Twitter's Answers is an analytics service for mobile apps that has come to see five billion sessions per day. Ed Solovey, software engineer at Twitter, has described how their system works to provide "reliable, real-time, and actionable" data based on hundreds of millions of mobile devices sending millions of events every second.
As Solovey explains, Answers main duties are the following:
- receiving events;
- archiving them;
- performing offline and real-time computations;
- merging the results of those computations into coherent information.
The service in charge of receiving events from the devices is written in Go and uses Amazon Elastic Load Balancer. It enqueues every payload into a durable Kafka queue. Given the sheer number of events to store, Kafka is only used as a temporary cache containing a few hours worth of data, while Storm is used to transfer the data to Amazon S3.
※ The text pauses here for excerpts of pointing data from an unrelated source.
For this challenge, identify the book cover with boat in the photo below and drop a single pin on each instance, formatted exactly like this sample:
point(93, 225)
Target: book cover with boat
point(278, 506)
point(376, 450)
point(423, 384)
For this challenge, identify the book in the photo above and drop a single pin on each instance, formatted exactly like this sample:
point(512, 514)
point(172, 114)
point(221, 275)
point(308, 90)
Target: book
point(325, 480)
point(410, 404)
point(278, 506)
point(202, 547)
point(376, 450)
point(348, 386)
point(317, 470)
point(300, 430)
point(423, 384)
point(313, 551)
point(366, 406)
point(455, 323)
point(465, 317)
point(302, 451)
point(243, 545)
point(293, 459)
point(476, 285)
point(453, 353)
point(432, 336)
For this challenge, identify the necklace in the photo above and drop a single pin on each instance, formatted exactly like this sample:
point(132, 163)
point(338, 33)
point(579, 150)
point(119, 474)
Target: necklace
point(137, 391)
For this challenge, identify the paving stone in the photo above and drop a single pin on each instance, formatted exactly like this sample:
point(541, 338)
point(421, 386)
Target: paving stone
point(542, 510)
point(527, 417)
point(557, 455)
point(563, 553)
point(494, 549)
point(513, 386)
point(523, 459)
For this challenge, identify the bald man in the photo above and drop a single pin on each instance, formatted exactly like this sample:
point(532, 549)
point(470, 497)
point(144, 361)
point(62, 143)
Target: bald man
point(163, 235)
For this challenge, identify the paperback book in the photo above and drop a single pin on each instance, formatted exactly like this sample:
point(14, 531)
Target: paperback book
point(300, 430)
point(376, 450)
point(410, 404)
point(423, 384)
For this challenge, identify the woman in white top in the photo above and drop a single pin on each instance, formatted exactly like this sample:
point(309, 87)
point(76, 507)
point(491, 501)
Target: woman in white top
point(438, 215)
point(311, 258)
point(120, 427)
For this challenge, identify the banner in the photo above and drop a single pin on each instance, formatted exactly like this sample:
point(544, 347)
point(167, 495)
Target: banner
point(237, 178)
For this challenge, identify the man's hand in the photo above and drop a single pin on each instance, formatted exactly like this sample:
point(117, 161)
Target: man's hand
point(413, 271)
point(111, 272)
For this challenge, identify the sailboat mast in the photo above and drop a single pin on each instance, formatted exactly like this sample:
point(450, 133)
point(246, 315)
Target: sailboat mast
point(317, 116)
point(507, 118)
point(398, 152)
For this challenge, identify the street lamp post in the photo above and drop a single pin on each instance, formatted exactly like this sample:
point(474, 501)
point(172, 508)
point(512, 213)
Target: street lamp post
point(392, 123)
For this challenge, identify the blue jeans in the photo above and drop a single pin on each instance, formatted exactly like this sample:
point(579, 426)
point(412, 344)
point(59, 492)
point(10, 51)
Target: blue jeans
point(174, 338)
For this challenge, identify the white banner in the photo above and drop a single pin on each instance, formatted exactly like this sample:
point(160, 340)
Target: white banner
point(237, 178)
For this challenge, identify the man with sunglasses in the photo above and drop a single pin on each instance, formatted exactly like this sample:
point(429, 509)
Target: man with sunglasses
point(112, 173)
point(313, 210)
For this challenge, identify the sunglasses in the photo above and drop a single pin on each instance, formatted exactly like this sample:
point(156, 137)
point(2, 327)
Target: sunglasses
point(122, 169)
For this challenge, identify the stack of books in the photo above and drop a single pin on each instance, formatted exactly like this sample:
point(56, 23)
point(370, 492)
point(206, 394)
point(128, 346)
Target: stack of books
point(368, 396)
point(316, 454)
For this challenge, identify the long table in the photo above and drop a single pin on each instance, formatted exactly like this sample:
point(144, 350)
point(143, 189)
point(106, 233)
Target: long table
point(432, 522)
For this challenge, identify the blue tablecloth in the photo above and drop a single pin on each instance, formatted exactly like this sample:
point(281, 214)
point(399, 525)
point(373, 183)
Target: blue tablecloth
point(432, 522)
Once the data is in S3, Amazon Elastic MapReduce is used to process it in batch. The result is stored in a Cassandra cluster to be available for querying through an API.
This is only half of the story, though. Answers indeed also processes data in real-time. At this aim, the content of the Kafka store is piped into Storm and processed through probabilistic algorithms like Bloom Filters and HyperLogLog to provide timely results at the cost of a "negligible loss of accuracy." The results are stored again to Cassandra.
At the end of the process, Cassandra contains batch computation results as well as real-time results. The query API is in charge to combine those two streams to provide a coherent view based on the query parameters. Results from the batch computation are preferred when available, since they are more precise, otherwise real-time results are provided.
The architecture described here is also effective when it comes to failure handling, says Solovey, thanks to the use of durable queues to connect Answers components. This will ensure that any outage at one component will not affect the others. Furtermore, it also allows for recovery and guarantees no data loss if the system goes back to normal operation within a given timeframe.